Jeanpop2 renversa sa table en hurlant de rage et apostropha ainsi cette sinistre bande de saltimbanques :
"Rentrez sous terre, pourceaux! Vous n'êtes que du vomi séché de hippie, incrusté depuis trente-cinq ans dans les sanitaires d'un camping de Lozère! Fermez vos gueules et laissez-moi vous dresser l'histoire édifiante de The Mystery Trend comme on dresse une barricade.
San Francisco en 1966 était comme Varsovie en 1938 : l'enfer pointait à l'horizon. Les journées allaient se succéder sous un soleil blanc et quelques animaux perpétuels nommés grateful dead, country joe and the fish ou jefferson airplane, obersturmführers en guenilles, sortiraient bientôt de leurs squats caverneux pour semer les graines du terrifiant totalitarisme hippie.
Dans un coin du tableau, ce groupe qui n'a probablement jamais eu conscience d'habiter à San Francisco, the Mystery Trend, jeunes adultes en chemises, ceintures et imperméables, cheveux plutôt courts et yeux non vitreux. Leurs chansons aussi étaient courtes, bien ordonnées, sans la moindre trace d'improvisation et de débordement démonstratif.
Comme dit Alec Palao, le séminant rééditeur des bandes de The Mystery Trend, ces derniers préféraient les cocktails à l'acide, et Burt Bacharach à Ravi Shankar. Autant dire tout de suite qu'ils portaient en eux le véritable amour que les caniches en robe n'ont même pas réussi à salir. Un amour dignement exclusif et intellectuellement tendre, comme le souligne ce "Mambo for Marion" (à l'heure des dédicaces creuses telles "waltz for lumumba" ou "song for frisco"), beau comme un geste hésitant du jeune James Stewart. On ne chante pas ici un peuple ou une ville (une agrégation) mais une femme, fille, amante ou mère, soit un individu, véritable destinataire de l'amour qui le contient tout entier.

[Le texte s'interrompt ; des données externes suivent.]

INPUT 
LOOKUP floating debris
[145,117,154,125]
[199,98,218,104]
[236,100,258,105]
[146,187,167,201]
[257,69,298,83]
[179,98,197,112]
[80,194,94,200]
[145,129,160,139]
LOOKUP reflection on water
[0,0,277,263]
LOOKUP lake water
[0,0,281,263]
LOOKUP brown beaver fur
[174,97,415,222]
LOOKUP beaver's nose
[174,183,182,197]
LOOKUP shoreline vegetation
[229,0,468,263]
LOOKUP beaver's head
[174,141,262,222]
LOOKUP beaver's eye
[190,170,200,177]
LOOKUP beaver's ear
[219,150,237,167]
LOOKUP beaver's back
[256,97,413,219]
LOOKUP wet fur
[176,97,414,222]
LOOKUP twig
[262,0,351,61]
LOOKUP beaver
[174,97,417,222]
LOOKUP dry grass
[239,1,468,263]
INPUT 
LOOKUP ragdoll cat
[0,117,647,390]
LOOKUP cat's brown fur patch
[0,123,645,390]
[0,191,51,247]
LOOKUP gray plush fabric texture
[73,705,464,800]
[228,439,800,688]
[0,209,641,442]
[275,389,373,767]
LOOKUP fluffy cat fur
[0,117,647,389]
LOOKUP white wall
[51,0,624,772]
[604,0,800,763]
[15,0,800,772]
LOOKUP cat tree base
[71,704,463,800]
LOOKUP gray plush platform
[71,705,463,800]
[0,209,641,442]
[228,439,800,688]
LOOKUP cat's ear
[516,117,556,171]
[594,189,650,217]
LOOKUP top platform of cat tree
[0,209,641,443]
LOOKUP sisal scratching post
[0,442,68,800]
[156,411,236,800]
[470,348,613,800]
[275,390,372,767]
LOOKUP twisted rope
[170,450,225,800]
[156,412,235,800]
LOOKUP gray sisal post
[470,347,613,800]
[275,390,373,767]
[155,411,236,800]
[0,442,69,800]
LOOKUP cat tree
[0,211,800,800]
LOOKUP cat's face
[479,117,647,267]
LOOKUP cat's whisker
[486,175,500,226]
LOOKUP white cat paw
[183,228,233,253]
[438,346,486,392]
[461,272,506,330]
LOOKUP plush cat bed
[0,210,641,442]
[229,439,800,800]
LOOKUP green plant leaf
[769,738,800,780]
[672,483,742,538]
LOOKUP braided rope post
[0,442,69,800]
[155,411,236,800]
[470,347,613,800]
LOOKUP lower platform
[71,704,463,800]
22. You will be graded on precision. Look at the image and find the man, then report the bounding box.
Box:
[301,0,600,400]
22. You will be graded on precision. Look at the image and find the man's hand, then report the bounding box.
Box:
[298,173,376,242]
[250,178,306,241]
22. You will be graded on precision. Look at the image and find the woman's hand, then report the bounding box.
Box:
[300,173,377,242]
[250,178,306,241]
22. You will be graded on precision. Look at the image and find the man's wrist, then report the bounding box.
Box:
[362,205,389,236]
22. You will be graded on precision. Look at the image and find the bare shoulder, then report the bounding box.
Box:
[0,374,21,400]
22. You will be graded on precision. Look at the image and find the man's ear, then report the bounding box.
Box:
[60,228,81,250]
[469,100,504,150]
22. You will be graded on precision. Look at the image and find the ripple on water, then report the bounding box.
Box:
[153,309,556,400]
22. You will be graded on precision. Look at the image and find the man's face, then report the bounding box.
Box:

Ce groupe incapable de jammer, propre de toute drogue, désengagé, est également incapable de débordement : leur musique, d'apparence pâle et lisse, raide mais pas toujours solide, a finalement davantage la sophistication d'une production new-yorkaise, mais sans en avoir l'aplomb, comme en témoigne le très beau "There it happened again", qui ressemble à une chanson de Frank Sinatra jouée à l'heure du petit déjeuner, alors que le ventre est encore vide et les sens encore engourdis.
Et c'est en hommage à ce merveilleux groupe de la lumière et de la mesure, appolinien à une époque salement dionysiaque, que je m'en vais maintenant vous briser les côtes."
Ainsi fît Jeanpop2, et il fît bien, vite et proprement.